The local governments in South Florida are not the only ones currently resisting upgrades to sewage systems. In November, the city council of San Diego, California, voted to request a waiver – its third since treatment standards were increased in 1990 – from the EPA rather than make an estimated $1.5 billion in repairs to a wastewater treatment plant that dumps 180 million gallons a day of lightly treated sewage offshore.

In other cities, lawsuits have brought about change. Arguably the most famous example comes from Boston, where in the mid-1980s a federal court ordered the city to treat water to a higher standard and pipe it nine miles offshore, rather than dumping it in Boston Harbor. “It has worked very well,” says Robert Buchsbaum, a conservation scientist with Massachusetts Audubon who sat on an advisory board for the project, which was completed in 1999. “Water clarity has improved, nutrient levels are lower—it looks to be a healthy, thriving habitat.”

More recently, spurred by complaints that Indianapolis’s 150-year-old system disproportionately spewed raw sewage into waterways in minority neighborhoods, in 2006 the city agreed to create a 20-year plan to reduce the overflows. The $1.86 billion renovation will eliminate at least 95 percent of the outflows, according to Carlton Ray, deputy director of public works in Indianapolis.

In Florida, the DEP is waiting for the legislature’s proposal to solve the problem, says spokesman Stephen Webster.

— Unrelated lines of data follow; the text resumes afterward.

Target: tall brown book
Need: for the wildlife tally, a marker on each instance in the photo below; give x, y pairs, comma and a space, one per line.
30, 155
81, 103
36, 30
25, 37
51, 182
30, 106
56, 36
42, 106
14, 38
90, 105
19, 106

If elected officials can’t come to an agreement, the agency will review more carefully the outfall permits it issues when they’re up for renewal, and include specific conditions to move away from the practice, he says.

“The DEP and the State of Florida are concerned about the health and longevity of the reefs,” Webster says. “Any new proposals to help protect coral reefs and protect valuable water resources are considered a win-win situation.”